I voted for TT which I have used in the past. I currently have a Clavier Avalanche on my Cougar 4.


----------



## Idaho_Elk_Huntr (Dec 13, 2003)

After all these years I traded my TT for a Ripcord.

I would try a Limb Driver but I dont think I want that long cord on my bow. Not while hunting these rugged mountains anyway.


----------



## shaft-slinger (Jan 11, 2007)

*My favorite rest*

Never ever had vane contact, not even at 319 fps playing around with a 310 gr arrow weight @ 59 lbs. QAD LD my choice (opinion)
Elite Synergy 55# 29 inch draw 
274 fps 390 gr. Goldtip Traditional
292 fps 340 gr. Goldtip Pro Hunters 65 lbs KE
304 fps 320 gr. Cheetah
QAD Rest LD Camo
Trophy Ridge Matrix .019
Alpine Softloc 5 arrow quiver
Scott /Wolf


----------



## kraiza (Jan 13, 2006)

QAD/LD on both of my bows.


----------



## razorjack (Feb 27, 2006)

*Hha*

I use a HHA dropaway.............


----------



## Mink (Oct 23, 2006)

I use a Limb Driver on my X-2 and Luv it!


----------



## chief razor (Apr 29, 2006)

I used a drop zone last year, I did some experamenting with the limb driver and found that even if the control cord fails that i can shoot an arrow out of the rest with reasonable accuraccy. I think ill take a limbdriver to the woods this year.


----------



## swackhamer (May 24, 2005)

TT shakey hunter:darkbeer:


----------



## Big Eazy (Mar 12, 2007)

DMI Expert II on both hunting bows.


----------



## HootOwl81 (Mar 27, 2007)

muzzy is all i will use


----------



## stalk-and-drop (Mar 1, 2007)

Whisker Biscuit.


----------



## sean (May 31, 2003)

whammy and infinity fallaway


----------



## HeadHunter (Jul 2, 2003)

Muzzy Zero Effect. Used it for years and don't see anything on the market that is better. No strings, springs or magnets. Love it. You really should have included it in the survey.


----------



## scottparker (Mar 31, 2006)

I use the QAD Ultra HD for hunting and Limb Driver for target  Very good rest


----------



## txbdyguard (Jan 7, 2007)

*Mathews Convertible HDII*

Mathews Convertible HDII Schaffer GEN II MAT I for sale


----------



## jsasker (May 7, 2003)

I voted for the w.b. but i also have the qad ld.My trust is still in the biscuit over ANYTHING else for hunting--there is nothing to go wrong with it,nothing.:secret:


----------



## outdoorattic (Feb 25, 2006)

kaz away


----------



## TMan51 (Jan 25, 2004)

Plain old NAP 800's on my hunting bows (6), and 3000's on my spot/3D rigs(2).


----------



## intheXring22 (Jul 6, 2005)

Limb driver for everything here.


----------



## 808hunta (Apr 5, 2006)

*None of the above*

Muzzy Zero Effect Next Generation


----------



## rock monkey (Dec 28, 2002)

another 'none of the above'

i use a golden key rover with the horseshoe launchers. i cover the launchers in moleskin/fleece and they are whisper quiet.
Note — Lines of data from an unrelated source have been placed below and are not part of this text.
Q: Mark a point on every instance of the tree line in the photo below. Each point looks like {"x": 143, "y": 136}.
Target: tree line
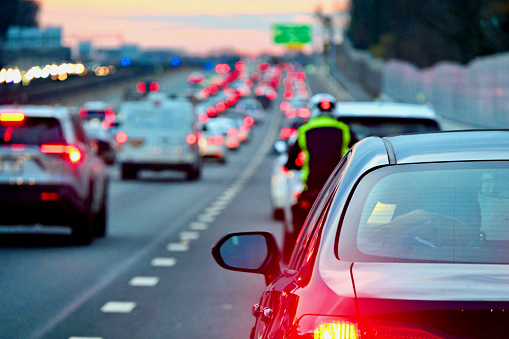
{"x": 429, "y": 31}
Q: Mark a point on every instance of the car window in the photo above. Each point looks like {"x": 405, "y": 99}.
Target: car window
{"x": 430, "y": 212}
{"x": 33, "y": 131}
{"x": 365, "y": 127}
{"x": 309, "y": 234}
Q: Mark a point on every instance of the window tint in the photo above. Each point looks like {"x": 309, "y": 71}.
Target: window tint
{"x": 33, "y": 131}
{"x": 383, "y": 127}
{"x": 309, "y": 234}
{"x": 440, "y": 212}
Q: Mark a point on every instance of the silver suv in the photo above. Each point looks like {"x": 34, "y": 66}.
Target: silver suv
{"x": 49, "y": 173}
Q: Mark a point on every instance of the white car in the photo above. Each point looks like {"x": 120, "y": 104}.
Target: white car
{"x": 158, "y": 134}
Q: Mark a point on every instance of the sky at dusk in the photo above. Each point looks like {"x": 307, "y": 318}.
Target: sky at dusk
{"x": 195, "y": 26}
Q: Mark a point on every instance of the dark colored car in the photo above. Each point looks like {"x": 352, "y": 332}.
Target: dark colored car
{"x": 49, "y": 173}
{"x": 408, "y": 239}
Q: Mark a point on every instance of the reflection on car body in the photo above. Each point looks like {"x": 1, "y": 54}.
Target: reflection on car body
{"x": 406, "y": 240}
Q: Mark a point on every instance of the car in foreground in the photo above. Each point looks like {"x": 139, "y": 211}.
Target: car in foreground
{"x": 49, "y": 173}
{"x": 365, "y": 119}
{"x": 407, "y": 239}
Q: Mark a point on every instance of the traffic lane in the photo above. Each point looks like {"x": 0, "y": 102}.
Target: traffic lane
{"x": 194, "y": 297}
{"x": 45, "y": 282}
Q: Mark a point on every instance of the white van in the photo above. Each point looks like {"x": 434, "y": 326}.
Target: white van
{"x": 158, "y": 133}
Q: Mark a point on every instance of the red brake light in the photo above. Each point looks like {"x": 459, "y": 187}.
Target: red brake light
{"x": 232, "y": 132}
{"x": 141, "y": 87}
{"x": 287, "y": 132}
{"x": 248, "y": 121}
{"x": 321, "y": 327}
{"x": 325, "y": 104}
{"x": 192, "y": 138}
{"x": 216, "y": 140}
{"x": 71, "y": 152}
{"x": 304, "y": 113}
{"x": 12, "y": 117}
{"x": 121, "y": 137}
{"x": 154, "y": 87}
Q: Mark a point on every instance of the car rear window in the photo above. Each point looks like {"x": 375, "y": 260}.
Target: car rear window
{"x": 382, "y": 127}
{"x": 33, "y": 131}
{"x": 449, "y": 212}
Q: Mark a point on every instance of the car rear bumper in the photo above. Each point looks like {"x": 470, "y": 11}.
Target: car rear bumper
{"x": 39, "y": 204}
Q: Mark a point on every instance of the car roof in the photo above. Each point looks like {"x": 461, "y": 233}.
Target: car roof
{"x": 59, "y": 112}
{"x": 449, "y": 146}
{"x": 385, "y": 110}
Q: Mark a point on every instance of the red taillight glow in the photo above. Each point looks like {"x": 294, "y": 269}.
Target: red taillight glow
{"x": 248, "y": 121}
{"x": 192, "y": 138}
{"x": 141, "y": 87}
{"x": 232, "y": 143}
{"x": 325, "y": 104}
{"x": 216, "y": 140}
{"x": 12, "y": 117}
{"x": 304, "y": 113}
{"x": 49, "y": 196}
{"x": 287, "y": 132}
{"x": 121, "y": 137}
{"x": 328, "y": 327}
{"x": 72, "y": 152}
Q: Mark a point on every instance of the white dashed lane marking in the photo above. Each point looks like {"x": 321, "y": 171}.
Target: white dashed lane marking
{"x": 144, "y": 281}
{"x": 189, "y": 235}
{"x": 163, "y": 262}
{"x": 118, "y": 307}
{"x": 198, "y": 226}
{"x": 177, "y": 247}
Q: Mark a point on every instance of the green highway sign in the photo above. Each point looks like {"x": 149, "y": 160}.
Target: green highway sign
{"x": 291, "y": 34}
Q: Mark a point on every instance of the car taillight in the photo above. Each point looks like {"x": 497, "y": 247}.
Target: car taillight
{"x": 327, "y": 327}
{"x": 192, "y": 138}
{"x": 216, "y": 140}
{"x": 287, "y": 132}
{"x": 232, "y": 132}
{"x": 12, "y": 118}
{"x": 121, "y": 137}
{"x": 70, "y": 152}
{"x": 248, "y": 121}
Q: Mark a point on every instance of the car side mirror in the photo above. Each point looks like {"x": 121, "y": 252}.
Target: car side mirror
{"x": 252, "y": 252}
i chose the rover because of its extremely rugged design. having my rest not be right at the moment of truth isnt something i want to be thinking of. i think the rover design was one of the better ones GKF had.


----------



## TMan51 (Jan 25, 2004)

I have NAP Quicktune's on all of my setups, 800/1000/3000.

The 3000's are a spot shooter thing to me, too many screws. The 800 is very simple and rugged, and my favorite for hunting bows. I always add a Dakota Archery arrow holder:

http://www.dakotaarchery.com/arrowholders/index.html

I don't use super fast setups, so a drop away isn't needed for my shooting.


----------



## Ridge Buster (Oct 26, 2006)

TR drop zone on mine


----------